There are more questions being asked by growers these days about processes that can be utilized to get more out of their soil and biomass after harvest is complete. Ben Elliott, vice-president of agronomy operations at Brookside Agra, says using biologicals along with components that support their growth will break down biomass quickly and effectively, releasing stored nutrients back into the soil for spring planting.

"In what I call 'digester-type programs,' we are showing improved break down of biomass when using a biological. If using a biological alone, however, the process can still be slow and of little effect," says Elliott. "Remember that biologicals function according to environmental factors like temperature and moisture. If you apply a biological alone, it may only have species that respond to those environmental factors present when they are applied."

The key to a successful digester program is getting as many biologicals in the sprayer as possible and giving them the food they need to multiply rapidly, notes Elliott.

"There are products on the market today that are designed to contain all of the needed components for this type of operation, but be very careful when making a selection," he says. "I have witnessed many cases where the guaranteed analysis was not accurate or the biological component had died and was not available at all. Always use a trusted source for these types of products.  If you are unsure, contact an agronomist to help you make a decision."

When using a system that contains a biological combined with the components that support them, you should see a fairly quick response, he adds. 

"A unique chemistry that I fully support from my research and use in the fields is Brookside Agra’s all-natural H2OExcel. It is comprised of five primary modes of action to do this all naturally 1) water management  2) capillarity pressure change  3) biological growth and activity  4) saponins, and 5) humates for soil conditioning," says Elliott. "The goal here is to break down the biomass to make it easier to handle the following spring and to return as much of the stored nutrients to the soil in the forms that are stable and can be utilized for the next crop. This is an operation that will also support cover crops."

When utilizing a digester program, Elliott says the first sign you should see is a color change that indicates the biologicals are reproducing and beginning to find their way into the biomass. In crops like corn, you will notice this color change and as rain begins to fall, the stalks will become more brittle.

Elliott recommends not to conduct any tillage operations in the fall in order to maintain the integrity of the biological ecosystems being constructed during this process.

"I always recommend that standing biomass should always be put in contact with the ground before applying a digester program, but if that is not practical for your operation, it is not absolutely necessary," he explains. "Using a digester program also allows the biologicals both already present, and added to the field, to maintain the integrity of the soil structure and improve the ease of water infiltration, which H2OExcel does effectively."

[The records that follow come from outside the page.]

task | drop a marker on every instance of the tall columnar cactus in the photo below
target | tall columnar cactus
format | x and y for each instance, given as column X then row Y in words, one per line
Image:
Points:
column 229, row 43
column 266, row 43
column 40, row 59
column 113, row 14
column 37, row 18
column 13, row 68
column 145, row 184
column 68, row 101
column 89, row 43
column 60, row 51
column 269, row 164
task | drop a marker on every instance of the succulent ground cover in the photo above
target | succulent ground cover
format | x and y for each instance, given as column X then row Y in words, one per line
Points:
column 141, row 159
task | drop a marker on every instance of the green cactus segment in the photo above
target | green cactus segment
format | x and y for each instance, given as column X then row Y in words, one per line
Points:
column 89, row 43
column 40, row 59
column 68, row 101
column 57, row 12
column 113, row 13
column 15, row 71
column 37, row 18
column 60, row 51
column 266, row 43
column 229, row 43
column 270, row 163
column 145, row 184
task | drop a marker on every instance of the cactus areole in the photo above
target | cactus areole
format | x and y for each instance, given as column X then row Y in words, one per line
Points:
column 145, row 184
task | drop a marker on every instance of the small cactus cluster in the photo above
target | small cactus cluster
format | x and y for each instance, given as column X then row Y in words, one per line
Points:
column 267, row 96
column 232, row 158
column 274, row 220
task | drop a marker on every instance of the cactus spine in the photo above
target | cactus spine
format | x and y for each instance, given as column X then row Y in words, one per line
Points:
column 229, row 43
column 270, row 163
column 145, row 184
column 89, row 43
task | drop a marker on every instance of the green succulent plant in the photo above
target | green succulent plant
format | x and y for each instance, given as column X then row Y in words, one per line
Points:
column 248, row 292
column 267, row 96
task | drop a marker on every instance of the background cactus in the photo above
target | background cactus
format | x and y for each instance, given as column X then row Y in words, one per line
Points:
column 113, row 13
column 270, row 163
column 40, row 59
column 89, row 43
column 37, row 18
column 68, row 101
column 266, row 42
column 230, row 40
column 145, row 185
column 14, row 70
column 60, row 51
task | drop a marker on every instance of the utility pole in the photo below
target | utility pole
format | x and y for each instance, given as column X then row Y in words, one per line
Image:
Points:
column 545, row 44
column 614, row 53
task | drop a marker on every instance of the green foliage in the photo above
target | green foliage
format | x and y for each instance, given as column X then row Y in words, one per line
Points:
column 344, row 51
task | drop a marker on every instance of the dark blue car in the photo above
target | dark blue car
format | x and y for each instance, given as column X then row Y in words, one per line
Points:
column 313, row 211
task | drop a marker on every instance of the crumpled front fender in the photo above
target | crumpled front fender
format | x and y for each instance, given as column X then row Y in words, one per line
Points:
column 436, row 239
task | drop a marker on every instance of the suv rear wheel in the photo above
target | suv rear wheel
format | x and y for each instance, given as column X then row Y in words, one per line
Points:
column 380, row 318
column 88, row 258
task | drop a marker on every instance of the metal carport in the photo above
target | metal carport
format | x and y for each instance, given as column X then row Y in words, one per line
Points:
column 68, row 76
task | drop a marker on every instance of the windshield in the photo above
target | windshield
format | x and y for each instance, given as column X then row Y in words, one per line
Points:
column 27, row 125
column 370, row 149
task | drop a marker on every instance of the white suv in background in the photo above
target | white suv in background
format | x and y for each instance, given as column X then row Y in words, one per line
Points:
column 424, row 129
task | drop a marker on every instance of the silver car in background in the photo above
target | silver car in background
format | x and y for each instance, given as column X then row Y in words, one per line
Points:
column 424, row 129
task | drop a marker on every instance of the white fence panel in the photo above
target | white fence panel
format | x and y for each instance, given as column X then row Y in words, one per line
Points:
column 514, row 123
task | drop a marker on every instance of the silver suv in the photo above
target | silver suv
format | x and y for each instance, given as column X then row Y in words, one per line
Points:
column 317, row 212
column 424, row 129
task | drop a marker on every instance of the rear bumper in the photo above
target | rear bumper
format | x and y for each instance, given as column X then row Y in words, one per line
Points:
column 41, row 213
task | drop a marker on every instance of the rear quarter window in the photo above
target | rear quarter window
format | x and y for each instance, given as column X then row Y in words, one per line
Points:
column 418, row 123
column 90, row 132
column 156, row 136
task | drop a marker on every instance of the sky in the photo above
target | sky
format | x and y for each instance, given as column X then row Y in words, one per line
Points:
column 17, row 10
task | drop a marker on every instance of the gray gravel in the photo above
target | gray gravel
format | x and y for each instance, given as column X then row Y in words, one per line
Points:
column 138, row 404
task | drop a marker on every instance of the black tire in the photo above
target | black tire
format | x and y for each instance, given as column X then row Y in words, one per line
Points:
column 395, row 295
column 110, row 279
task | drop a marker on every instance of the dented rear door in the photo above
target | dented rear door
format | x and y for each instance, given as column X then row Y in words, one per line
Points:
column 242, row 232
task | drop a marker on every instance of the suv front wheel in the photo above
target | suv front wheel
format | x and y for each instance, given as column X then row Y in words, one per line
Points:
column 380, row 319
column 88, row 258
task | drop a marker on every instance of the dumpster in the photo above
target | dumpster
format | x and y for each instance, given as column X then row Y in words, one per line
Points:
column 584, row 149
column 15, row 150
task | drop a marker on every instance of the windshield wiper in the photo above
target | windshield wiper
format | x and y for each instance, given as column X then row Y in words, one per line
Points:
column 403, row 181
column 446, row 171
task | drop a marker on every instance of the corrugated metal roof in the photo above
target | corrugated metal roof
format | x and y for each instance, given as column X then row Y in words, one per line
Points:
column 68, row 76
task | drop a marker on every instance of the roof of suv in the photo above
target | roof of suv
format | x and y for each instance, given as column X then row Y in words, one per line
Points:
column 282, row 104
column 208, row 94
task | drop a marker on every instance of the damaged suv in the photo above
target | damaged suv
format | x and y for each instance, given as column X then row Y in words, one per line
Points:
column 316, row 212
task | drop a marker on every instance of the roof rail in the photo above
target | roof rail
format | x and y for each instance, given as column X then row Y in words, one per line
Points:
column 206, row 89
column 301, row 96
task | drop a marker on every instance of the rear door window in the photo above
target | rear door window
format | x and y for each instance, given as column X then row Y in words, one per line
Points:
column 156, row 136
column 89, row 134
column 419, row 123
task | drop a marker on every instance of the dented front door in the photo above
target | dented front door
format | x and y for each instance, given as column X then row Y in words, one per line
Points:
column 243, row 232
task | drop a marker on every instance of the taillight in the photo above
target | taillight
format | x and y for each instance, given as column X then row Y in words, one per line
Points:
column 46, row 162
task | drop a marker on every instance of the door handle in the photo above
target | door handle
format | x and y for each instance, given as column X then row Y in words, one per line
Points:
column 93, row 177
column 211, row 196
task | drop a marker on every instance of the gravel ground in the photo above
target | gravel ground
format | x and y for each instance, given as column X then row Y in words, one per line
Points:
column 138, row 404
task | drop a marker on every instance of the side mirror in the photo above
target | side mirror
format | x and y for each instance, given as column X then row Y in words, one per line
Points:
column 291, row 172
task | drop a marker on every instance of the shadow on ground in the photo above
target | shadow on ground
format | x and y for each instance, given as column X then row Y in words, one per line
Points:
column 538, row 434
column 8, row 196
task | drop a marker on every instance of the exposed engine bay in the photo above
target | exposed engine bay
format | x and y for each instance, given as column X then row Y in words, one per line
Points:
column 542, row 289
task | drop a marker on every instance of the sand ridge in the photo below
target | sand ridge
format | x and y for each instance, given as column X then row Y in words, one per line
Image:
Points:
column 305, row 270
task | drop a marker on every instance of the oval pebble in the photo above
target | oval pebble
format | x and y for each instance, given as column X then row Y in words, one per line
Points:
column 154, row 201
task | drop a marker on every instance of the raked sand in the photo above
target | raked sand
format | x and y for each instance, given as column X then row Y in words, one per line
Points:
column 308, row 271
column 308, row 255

Field Research Overview. "In the fields that I monitor, if we just let the biomass lay, there is only about 2% of the measured nutrients that can be returned to the soil," Elliott reports. "In the studies I have conducted over the last 10 years, this number rarely changes. Where Nitrogen is added, that number only goes up to about 6%. The value of the nutrients released compared to the cost of the Nitrogen and the labor generally does not pay anything back. When adding biologicals, I see those numbers climb into the 20%+ ranges. Of course, it is always dependent on the climate and soil conditions. However, I always see this system pay growers back. As you approach the 20-30% range, there is enough value in the nutrient released from the biomass that allows for incremental reductions in applied nutrients. Also, in my home area of Southern Illinois, I struggled for years on how to get at least some of the Potash we have to apply to stick around or to recover some that has moved deeper into the soil profile. With proper digesters and in-season nutrient management, I am beginning to see the Potassium numbers increase in usable form. Almost all of my growers are slowly reducing applied fertility and creating budget space to accommodate the biological products it takes to begin this system and be successful. Supply companies are beginning to see that there is also market space growth in the value-added products that most didn’t know what to do with just a few years ago. Everything said, using biologicals becomes a win-win for everyone, especially the growers."

Practices like a digestion program post-harvest and using products like H2OExcel is a great way to actively start adapting soil health methods and work toward a better understanding of your soil, inputs and yields.

Proper soil nutrient management ultimately begins in the spring, he said, when selecting nutrients according to the 4-R’s of nutrition – applying the right fertilizer source at the right rate at the right time and in the right place.

"Maintaining proper balance of nutrients throughout the growing cycle will always lead to greater efficiency when breaking down biomass and securing nutrients in proper form in the soil," Elliott says. "This practice will also lead to higher numbers of active soil organic matter, resulting in more efficient use and retention of water in the soil profile, which is absolutely necessary to create a positive return of nutrients from biomass."